Path Analysis Model for Predicting Sleep Intentions and Behaviors

Wednesday, March 14, 2012
Poster Area 1 (Foyer Outside Exhibit Hall C) (Convention Center)
Adam Knowlden, Manoj Sharma and Amy L. Bernard, University of Cincinnati, Cincinnati, OH

Background/Purpose The purpose of this study was to build a Theory of Planned Behavior based model to predict the sleep intentions and behaviors of undergraduate college students attending a Midwestern University.

Method A cross-sectional convenience sample of 197 undergraduate students from a large Midwestern University was surveyed. In arriving at the sample size, an alpha of 0.05, a power of 0.80, and a population correlation coefficient of 0.20 were considered. The instrumentation process included a qualitative elicitation study for item generation, face and content validity by a panel of six experts, stability reliability by test-retest, construct validity through confirmatory factor analysis, internal consistency by Cronbach's alpha, and predictive validity through path analysis.

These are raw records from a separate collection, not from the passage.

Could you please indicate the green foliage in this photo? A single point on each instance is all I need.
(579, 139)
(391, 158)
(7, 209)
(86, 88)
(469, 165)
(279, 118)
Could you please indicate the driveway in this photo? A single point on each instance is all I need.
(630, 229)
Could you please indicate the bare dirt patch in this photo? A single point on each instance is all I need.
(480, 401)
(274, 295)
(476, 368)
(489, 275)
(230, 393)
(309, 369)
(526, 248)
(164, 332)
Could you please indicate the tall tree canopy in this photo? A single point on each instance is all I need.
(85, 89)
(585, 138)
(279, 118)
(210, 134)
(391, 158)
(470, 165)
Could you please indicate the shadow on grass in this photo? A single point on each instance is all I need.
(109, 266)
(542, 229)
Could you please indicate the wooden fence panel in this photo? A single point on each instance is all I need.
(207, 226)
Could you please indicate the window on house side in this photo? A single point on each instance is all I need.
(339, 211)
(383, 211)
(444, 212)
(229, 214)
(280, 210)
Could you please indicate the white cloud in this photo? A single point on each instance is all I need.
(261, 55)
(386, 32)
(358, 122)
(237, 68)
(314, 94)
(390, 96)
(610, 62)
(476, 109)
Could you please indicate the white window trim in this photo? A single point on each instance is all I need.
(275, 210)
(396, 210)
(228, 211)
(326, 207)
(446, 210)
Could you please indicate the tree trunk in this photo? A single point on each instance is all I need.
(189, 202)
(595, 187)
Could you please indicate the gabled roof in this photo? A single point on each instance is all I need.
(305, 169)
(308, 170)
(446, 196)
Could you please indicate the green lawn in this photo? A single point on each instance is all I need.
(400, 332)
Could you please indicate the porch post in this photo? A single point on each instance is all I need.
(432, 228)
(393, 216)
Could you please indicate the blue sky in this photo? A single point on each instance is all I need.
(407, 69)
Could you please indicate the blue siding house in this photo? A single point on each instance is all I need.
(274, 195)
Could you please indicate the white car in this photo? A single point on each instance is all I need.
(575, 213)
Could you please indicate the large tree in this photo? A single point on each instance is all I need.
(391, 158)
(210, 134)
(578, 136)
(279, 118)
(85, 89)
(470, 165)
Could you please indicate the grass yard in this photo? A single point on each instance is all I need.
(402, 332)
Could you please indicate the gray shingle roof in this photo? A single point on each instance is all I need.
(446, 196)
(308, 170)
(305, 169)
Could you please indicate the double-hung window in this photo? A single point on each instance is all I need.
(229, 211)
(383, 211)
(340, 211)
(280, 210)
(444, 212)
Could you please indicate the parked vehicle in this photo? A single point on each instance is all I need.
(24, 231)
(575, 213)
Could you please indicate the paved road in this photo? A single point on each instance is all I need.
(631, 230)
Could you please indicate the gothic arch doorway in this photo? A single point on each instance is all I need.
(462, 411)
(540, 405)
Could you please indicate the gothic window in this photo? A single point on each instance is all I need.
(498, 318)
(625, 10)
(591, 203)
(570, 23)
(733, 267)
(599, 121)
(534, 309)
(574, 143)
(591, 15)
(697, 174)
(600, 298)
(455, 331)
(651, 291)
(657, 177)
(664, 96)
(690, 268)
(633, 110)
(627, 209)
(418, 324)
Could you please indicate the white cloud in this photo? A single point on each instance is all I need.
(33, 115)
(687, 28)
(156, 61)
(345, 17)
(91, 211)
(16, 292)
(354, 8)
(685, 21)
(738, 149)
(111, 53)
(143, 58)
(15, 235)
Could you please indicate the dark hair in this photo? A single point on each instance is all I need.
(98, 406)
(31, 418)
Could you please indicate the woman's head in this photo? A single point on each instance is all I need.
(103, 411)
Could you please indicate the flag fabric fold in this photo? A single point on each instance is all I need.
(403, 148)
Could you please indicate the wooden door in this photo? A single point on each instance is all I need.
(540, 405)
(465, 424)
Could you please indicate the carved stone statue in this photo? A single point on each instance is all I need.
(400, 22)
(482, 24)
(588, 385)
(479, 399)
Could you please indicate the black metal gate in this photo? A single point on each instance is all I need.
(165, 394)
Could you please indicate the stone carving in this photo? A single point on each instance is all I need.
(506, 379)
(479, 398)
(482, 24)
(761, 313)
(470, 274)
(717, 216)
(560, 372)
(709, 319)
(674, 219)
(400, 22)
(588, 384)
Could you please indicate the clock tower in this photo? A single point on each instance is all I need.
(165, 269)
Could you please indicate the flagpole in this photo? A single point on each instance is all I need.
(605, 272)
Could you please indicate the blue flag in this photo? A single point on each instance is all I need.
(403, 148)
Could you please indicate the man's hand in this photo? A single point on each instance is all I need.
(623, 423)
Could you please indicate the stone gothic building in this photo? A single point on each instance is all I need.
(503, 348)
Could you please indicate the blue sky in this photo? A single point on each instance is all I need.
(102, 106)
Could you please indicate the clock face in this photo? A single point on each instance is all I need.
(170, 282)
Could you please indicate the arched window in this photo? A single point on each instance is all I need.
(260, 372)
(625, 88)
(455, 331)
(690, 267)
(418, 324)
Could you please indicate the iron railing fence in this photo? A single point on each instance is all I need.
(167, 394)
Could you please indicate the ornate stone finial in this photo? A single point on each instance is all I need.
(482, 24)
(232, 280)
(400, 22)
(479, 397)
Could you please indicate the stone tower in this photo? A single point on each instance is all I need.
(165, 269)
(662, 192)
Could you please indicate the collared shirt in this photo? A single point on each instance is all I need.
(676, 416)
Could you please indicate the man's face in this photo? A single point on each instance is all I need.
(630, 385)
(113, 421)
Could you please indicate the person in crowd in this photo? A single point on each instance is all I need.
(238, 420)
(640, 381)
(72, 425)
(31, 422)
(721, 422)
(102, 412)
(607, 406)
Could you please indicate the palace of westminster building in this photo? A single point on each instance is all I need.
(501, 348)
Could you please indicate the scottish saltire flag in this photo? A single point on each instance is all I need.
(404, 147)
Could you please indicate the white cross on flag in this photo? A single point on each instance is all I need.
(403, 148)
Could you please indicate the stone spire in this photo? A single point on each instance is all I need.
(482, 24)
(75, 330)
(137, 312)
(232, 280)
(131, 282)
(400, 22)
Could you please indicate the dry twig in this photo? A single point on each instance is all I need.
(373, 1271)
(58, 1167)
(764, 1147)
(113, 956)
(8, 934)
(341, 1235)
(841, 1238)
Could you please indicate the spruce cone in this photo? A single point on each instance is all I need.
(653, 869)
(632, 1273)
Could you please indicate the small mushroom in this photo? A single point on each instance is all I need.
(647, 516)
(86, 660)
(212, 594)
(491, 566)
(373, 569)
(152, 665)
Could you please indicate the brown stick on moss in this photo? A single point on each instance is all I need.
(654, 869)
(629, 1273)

Analysis/Results The baseline model identified significant paths between each of the exogenous and endogenous variables. Modification indices indicated an additional path between perceived behavioral control and sleep behavior could improve model fit. Re-specification of the model with the additional path provided good fit to the data (χ 2 (df=2, n=197)=1.908, p=0.385, NFI=0.990, GFI=0.996, AGFI=0.971, RMSE=0.000). Among the predictors of behavioral intention, perceived behavioral control was the strongest (β=0.457, p < 0.001), followed by attitude toward the behavior (β=0.231, p < 0.001) and finally subjective norm (β=0.179, p = 0.003). In predicting sleep behavior, the model revealed that for each +1 increase in both perceived behavioral control and behavioral intention, total sleep increased by 25.21 minutes.

Conclusions This investigation specified a theory-based, structural model for application in the development and measurement of interventions targeting undergraduate college student sleep health.